琴奈は、電話の相手、水守となにやら話をする。
「私が、合同訓練に参加するんですか?」
『あぁ、お願いしたいのだが。お前は、我が校から出た、エリートだからな。生徒達の士気も高まるだろう。』
「私は別に構いませんけど・・・。具体的には何をすれば良いんですか?」
『何、逃げてくれればいいよ。君には、仮想の捕縛対象となってもらう。』
「私が、捕縛されるんですね。なんかいい気分はしませんよ。」
『心配するな。一部、身体能力の高い者もいるが君なら恐らく逃げきれるだろう。』
「自信はないんですけど、お役に立てるなら・・・。」
『そうか。良かった。突然で悪いのだが、訓練は明日だ。』
「ホント、突然ですね・・。」
琴奈はそうぼやいた。
『まぁ、心配はするな。異種生命体捕縛部隊から、一応ひとりだけ応援を求めている。』
「捕縛部隊から?」
『あぁ・・・確か、椎名とか・・・言ったかな。
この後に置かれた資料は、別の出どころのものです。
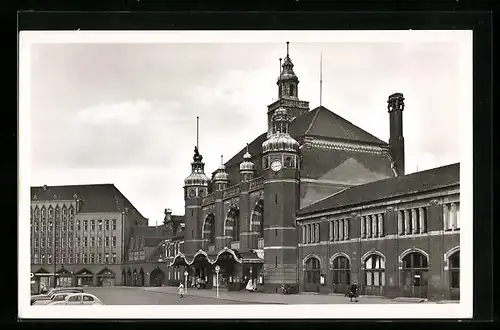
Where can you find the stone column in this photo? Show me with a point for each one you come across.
(421, 218)
(407, 221)
(400, 222)
(380, 225)
(414, 221)
(446, 217)
(374, 225)
(346, 229)
(341, 230)
(453, 216)
(335, 230)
』
「み・・・みー君だし・・・。」
『ん?何か言ったか?』
「いえ、なんでもないです;では、明日行きますね。」
『あぁ、よろしく頼む。』
そう言って、琴奈は受話器を置いた。
「何の電話だったの?」
「ん、ちょっと。明日、学校に顔出しに行ってくるから。」
「えぇ〜、明日せっかく休みなのにー!」

「ゴメンね、明日香。」
「ちぇっ。」
そんな会話をして、二人は食卓に戻った。
明日の合同訓練が、ただの訓練にはならない。
そのことを、まだ琴奈は知らない。
巨大なそれは、地中で獲物を待ち続けていた。
人が喰える。マホロバ憑きが喰える。・・マホロバが、喰える。